Bir yandan bu acımasız ve tek yönlü asimetrik savaş devam ederken bir yandan da iki taraf zaman zaman ateşkes için konuşuyor. Bu konuşmaların yapılmasının sebebi bir yandan başta ABD olmak üzere uluslararası toplumun hem İsrail hem Hamas üzerindeki baskısı, bir yandan da Hamas’ın 7 Ekim günü ele geçirdiği İsrailli rehinelerin varlığı. Hamas son yedi ay içinde saldıran İsrail ordusundan da bazı rehineler ele geçirdi.

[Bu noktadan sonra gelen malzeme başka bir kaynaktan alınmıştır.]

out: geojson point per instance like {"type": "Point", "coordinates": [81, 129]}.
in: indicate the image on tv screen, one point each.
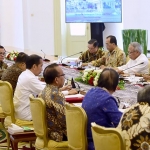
{"type": "Point", "coordinates": [90, 11]}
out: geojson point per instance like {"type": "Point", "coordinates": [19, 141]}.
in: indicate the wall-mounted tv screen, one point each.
{"type": "Point", "coordinates": [92, 11]}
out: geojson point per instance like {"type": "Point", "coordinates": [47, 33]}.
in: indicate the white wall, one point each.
{"type": "Point", "coordinates": [39, 26]}
{"type": "Point", "coordinates": [11, 22]}
{"type": "Point", "coordinates": [113, 29]}
{"type": "Point", "coordinates": [135, 15]}
{"type": "Point", "coordinates": [27, 25]}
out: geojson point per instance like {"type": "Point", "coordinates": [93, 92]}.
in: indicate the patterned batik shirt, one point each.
{"type": "Point", "coordinates": [111, 59]}
{"type": "Point", "coordinates": [56, 119]}
{"type": "Point", "coordinates": [88, 57]}
{"type": "Point", "coordinates": [11, 75]}
{"type": "Point", "coordinates": [3, 66]}
{"type": "Point", "coordinates": [135, 125]}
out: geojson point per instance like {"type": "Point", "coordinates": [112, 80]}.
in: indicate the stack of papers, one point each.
{"type": "Point", "coordinates": [14, 129]}
{"type": "Point", "coordinates": [74, 96]}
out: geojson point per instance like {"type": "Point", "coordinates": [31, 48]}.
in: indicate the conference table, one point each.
{"type": "Point", "coordinates": [127, 96]}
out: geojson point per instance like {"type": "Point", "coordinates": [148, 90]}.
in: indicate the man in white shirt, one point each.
{"type": "Point", "coordinates": [138, 62]}
{"type": "Point", "coordinates": [28, 83]}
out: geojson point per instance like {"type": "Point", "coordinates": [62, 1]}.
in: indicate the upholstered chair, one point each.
{"type": "Point", "coordinates": [38, 111]}
{"type": "Point", "coordinates": [6, 100]}
{"type": "Point", "coordinates": [76, 119]}
{"type": "Point", "coordinates": [107, 138]}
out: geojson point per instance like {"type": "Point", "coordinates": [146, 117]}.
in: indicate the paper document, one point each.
{"type": "Point", "coordinates": [76, 95]}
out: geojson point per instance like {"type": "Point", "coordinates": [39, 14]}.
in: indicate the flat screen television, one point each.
{"type": "Point", "coordinates": [93, 11]}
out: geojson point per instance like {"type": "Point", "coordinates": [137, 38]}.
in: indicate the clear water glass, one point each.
{"type": "Point", "coordinates": [132, 76]}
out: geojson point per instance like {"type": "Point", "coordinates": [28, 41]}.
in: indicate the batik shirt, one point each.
{"type": "Point", "coordinates": [135, 125]}
{"type": "Point", "coordinates": [111, 59]}
{"type": "Point", "coordinates": [11, 75]}
{"type": "Point", "coordinates": [3, 66]}
{"type": "Point", "coordinates": [55, 110]}
{"type": "Point", "coordinates": [88, 57]}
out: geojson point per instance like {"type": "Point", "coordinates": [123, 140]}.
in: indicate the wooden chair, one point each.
{"type": "Point", "coordinates": [107, 138]}
{"type": "Point", "coordinates": [76, 119]}
{"type": "Point", "coordinates": [38, 111]}
{"type": "Point", "coordinates": [6, 100]}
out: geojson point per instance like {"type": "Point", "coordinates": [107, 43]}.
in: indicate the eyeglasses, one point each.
{"type": "Point", "coordinates": [91, 48]}
{"type": "Point", "coordinates": [131, 52]}
{"type": "Point", "coordinates": [61, 75]}
{"type": "Point", "coordinates": [2, 53]}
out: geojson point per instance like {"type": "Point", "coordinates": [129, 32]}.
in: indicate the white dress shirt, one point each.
{"type": "Point", "coordinates": [27, 84]}
{"type": "Point", "coordinates": [141, 68]}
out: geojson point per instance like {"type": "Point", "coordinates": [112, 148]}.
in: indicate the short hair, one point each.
{"type": "Point", "coordinates": [21, 58]}
{"type": "Point", "coordinates": [2, 47]}
{"type": "Point", "coordinates": [143, 95]}
{"type": "Point", "coordinates": [33, 59]}
{"type": "Point", "coordinates": [108, 79]}
{"type": "Point", "coordinates": [137, 46]}
{"type": "Point", "coordinates": [112, 39]}
{"type": "Point", "coordinates": [50, 73]}
{"type": "Point", "coordinates": [94, 42]}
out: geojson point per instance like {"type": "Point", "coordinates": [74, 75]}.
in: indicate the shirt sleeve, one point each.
{"type": "Point", "coordinates": [111, 110]}
{"type": "Point", "coordinates": [100, 61]}
{"type": "Point", "coordinates": [36, 85]}
{"type": "Point", "coordinates": [65, 92]}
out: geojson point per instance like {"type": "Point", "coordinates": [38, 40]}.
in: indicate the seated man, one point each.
{"type": "Point", "coordinates": [93, 52]}
{"type": "Point", "coordinates": [28, 83]}
{"type": "Point", "coordinates": [55, 101]}
{"type": "Point", "coordinates": [114, 57]}
{"type": "Point", "coordinates": [3, 65]}
{"type": "Point", "coordinates": [137, 59]}
{"type": "Point", "coordinates": [135, 122]}
{"type": "Point", "coordinates": [12, 73]}
{"type": "Point", "coordinates": [99, 104]}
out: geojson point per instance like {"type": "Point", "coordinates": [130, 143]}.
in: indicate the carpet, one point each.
{"type": "Point", "coordinates": [21, 145]}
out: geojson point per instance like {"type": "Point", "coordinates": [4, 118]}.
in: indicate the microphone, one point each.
{"type": "Point", "coordinates": [132, 66]}
{"type": "Point", "coordinates": [69, 56]}
{"type": "Point", "coordinates": [73, 84]}
{"type": "Point", "coordinates": [54, 55]}
{"type": "Point", "coordinates": [44, 57]}
{"type": "Point", "coordinates": [89, 58]}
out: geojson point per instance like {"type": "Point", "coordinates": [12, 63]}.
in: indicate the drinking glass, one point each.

İsrail içinde Başbakan Binyamin Netanyahu 7 Ekim saldırısı gibi bir güvenlik açığı sırasında görevde olduğu için siyaseten zor durumda. Bu zorluğu aşmak için, yani kendi siyasi geleceğini kurtarmak ümidiyle Gazze’ye daha önce görülmemiş ölçüde vahşice saldırıyor; bugüne kadar 40 bin kişinin ölmesi, Netanyahu’nun intikam hislerini de dünya üzerindeki bazı Yahudi örgütlerinin intikam hislerini de hala tatmin etmiş değil.

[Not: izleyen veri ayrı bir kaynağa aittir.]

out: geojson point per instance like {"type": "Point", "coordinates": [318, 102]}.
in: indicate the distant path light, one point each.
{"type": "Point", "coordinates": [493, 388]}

Fakat Netanyahu içte sıkıntılı. Sıkıntısı da Hamas’ın elindeki rehinelerin ailelerinden gelen baskıdan kaynaklanıyor. Onlar Hamas’ın ateşkes şartlarının kabul edilmesini ve rehinelerin serbest kalmasını istiyor, Netanyahu’ya kızıyorlar. Bu sayfada en tepede koyduğum fotoğraf dün akşam Kudüs’te çekildi. Rehine aileleri dün akşam da eylemdeydi.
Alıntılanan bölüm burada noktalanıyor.